'Duress Exception' May Net Turkish Man Asylum

     (CN) - A man who gave food and clothing to armed Kurdish terrorists may be eligible for U.S. asylum under a "duress exception" to the admissibility bar, the 2nd Circuit ruled.
     Immigration officials ruled Ramazan Ay, a Kurdish ethnic and Turkish citizen, ineligible for asylum after finding that he provided "material support" to Kurdish terrorists.
     At Ay's removal hearing an immigration judge determined Ay gave food and clothing, at least four times, to armed men he had reason to believe were Kurdish terrorists, possibly members of the Kurdistan Workers' Party.
     For decades the party, also known as the PKK, waged war against the Turkish government, seeking to create an independent nation of Kurdistan, and more rights for Kurds in Turkey.
     Marking the end of the 30-year conflict, however, talks between PKK's jailed leader Abdullah Ocalan and the Turkish government led to a cease-fire in 2013, and the PKK announced it was withdrawing its troops to Northern Iraq.
     Ay apparently has no connection to the PKK, other than having given its members food and clothes. That was enough for the immigration judge to find he had supported them and rule him ineligible for asylum.
     After the Board of Immigration Appeals affirmed the judge's decision Ay appealed to the 2nd Circuit in Manhattan.
     A three-judge panel with that federal appeals court remanded the case Thursday, directing the Board of Immigration Appeals to "address in a precedential decision" whether the Immigration and Nationality Act should be interpreted to include a duress exception to those found guilty of supporting terrorists.
     The panel pointed to a 2009 case, Negusie v. Holder, in the U.S. Supreme Court overturned the government's refusal to grant an Eritrean immigrant asylum after finding that he had persecuted others in his homeland.
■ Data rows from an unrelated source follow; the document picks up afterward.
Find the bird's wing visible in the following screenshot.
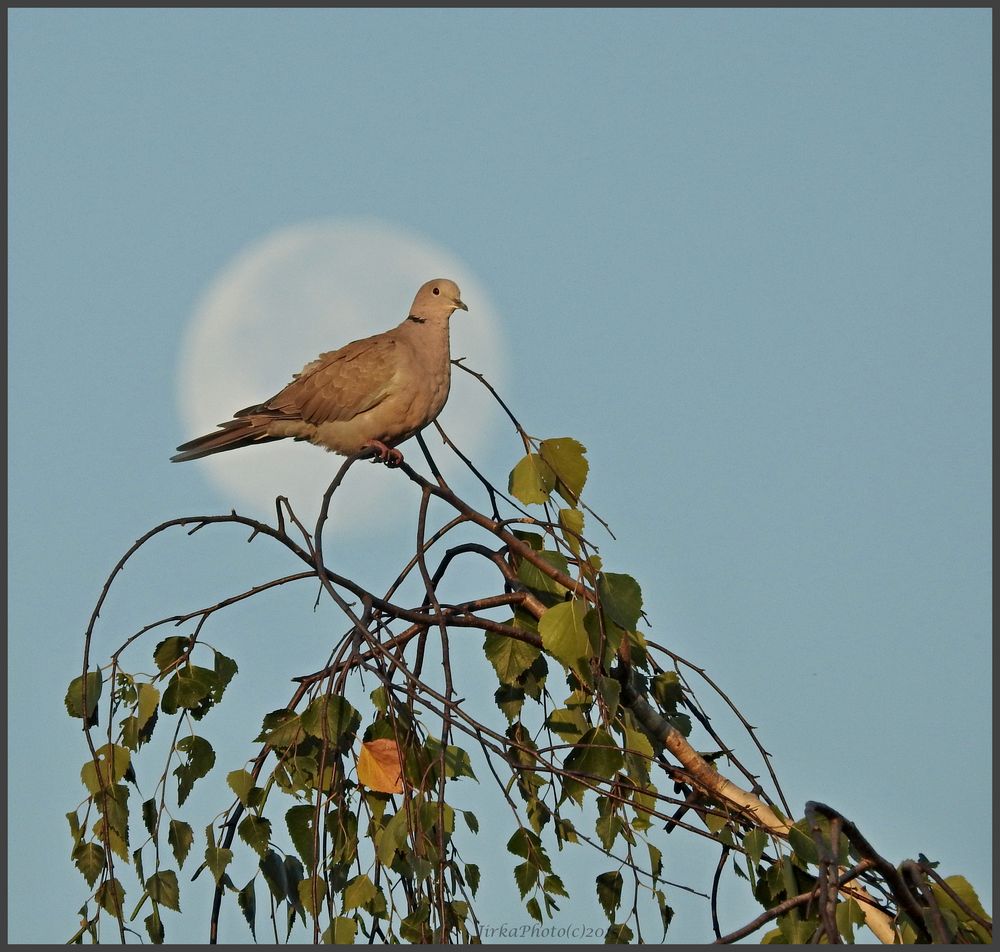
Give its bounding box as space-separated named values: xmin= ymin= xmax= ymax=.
xmin=236 ymin=333 xmax=404 ymax=426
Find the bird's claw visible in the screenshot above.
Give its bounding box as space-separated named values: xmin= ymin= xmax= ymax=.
xmin=364 ymin=440 xmax=403 ymax=469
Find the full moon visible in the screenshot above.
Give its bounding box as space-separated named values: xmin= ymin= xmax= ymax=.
xmin=177 ymin=220 xmax=505 ymax=535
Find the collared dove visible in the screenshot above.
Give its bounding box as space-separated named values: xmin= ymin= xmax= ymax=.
xmin=171 ymin=278 xmax=468 ymax=466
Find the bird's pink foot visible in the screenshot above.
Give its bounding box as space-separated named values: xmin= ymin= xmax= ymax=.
xmin=361 ymin=440 xmax=403 ymax=469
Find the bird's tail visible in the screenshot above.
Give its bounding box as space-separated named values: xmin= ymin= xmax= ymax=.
xmin=170 ymin=418 xmax=281 ymax=463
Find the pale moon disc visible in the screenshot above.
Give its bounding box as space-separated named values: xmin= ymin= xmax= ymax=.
xmin=178 ymin=219 xmax=506 ymax=535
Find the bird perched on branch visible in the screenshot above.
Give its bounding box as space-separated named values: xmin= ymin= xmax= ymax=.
xmin=171 ymin=278 xmax=468 ymax=466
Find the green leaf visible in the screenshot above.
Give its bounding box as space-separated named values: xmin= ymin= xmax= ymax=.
xmin=597 ymin=870 xmax=622 ymax=922
xmin=542 ymin=873 xmax=569 ymax=899
xmin=174 ymin=734 xmax=215 ymax=806
xmin=597 ymin=572 xmax=642 ymax=631
xmin=483 ymin=631 xmax=541 ymax=684
xmin=146 ymin=869 xmax=181 ymax=912
xmin=136 ymin=681 xmax=160 ymax=729
xmin=538 ymin=599 xmax=590 ymax=668
xmin=649 ymin=671 xmax=684 ymax=713
xmin=507 ymin=453 xmax=556 ymax=505
xmin=297 ymin=876 xmax=326 ymax=916
xmin=524 ymin=896 xmax=543 ymax=922
xmin=323 ymin=916 xmax=358 ymax=945
xmin=538 ymin=436 xmax=590 ymax=506
xmin=285 ymin=853 xmax=306 ymax=917
xmin=507 ymin=827 xmax=552 ymax=873
xmin=285 ymin=803 xmax=316 ymax=869
xmin=238 ymin=813 xmax=271 ymax=859
xmin=260 ymin=850 xmax=288 ymax=902
xmin=226 ymin=769 xmax=253 ymax=806
xmin=375 ymin=810 xmax=408 ymax=866
xmin=167 ymin=820 xmax=194 ymax=868
xmin=66 ymin=810 xmax=82 ymax=849
xmin=73 ymin=843 xmax=105 ymax=886
xmin=559 ymin=509 xmax=583 ymax=555
xmin=236 ymin=878 xmax=257 ymax=942
xmin=254 ymin=707 xmax=305 ymax=747
xmin=834 ymin=898 xmax=865 ymax=945
xmin=564 ymin=727 xmax=625 ymax=779
xmin=94 ymin=879 xmax=125 ymax=918
xmin=743 ymin=827 xmax=767 ymax=866
xmin=153 ymin=635 xmax=191 ymax=673
xmin=142 ymin=799 xmax=159 ymax=836
xmin=160 ymin=664 xmax=217 ymax=714
xmin=215 ymin=650 xmax=240 ymax=701
xmin=493 ymin=684 xmax=524 ymax=723
xmin=65 ymin=668 xmax=104 ymax=726
xmin=424 ymin=737 xmax=478 ymax=780
xmin=596 ymin=813 xmax=622 ymax=850
xmin=517 ymin=549 xmax=569 ymax=598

     In remanding the case the high court honed in on the uncertainty created by Congress' silence on a possible exception for those who involuntarily persecuted others.
     The 2nd Circuit noted that "Ay's case presents very similar circumstances."
     "Like the provision addressed in Negusie, the plain language of the material support bar is inconclusive as to whether a duress exception is implicit in its terms; the statute is silent on the question," the unsigned opinion states. "In addition, here, as in Negusie, the BIA's decision provides no analysis of the statutory question; rather, it appears to presume that there is no duress exception."
     During Ay's removal hearing the government argued that concerns about a duress exception are unfounded because the secretary of State or Department of Homeland Security can grant exemptions to the admissibility bar, also known as the material support bar.
     "However, the government was unable to identify any published process for seeking such a waiver," the 12-page opinion states.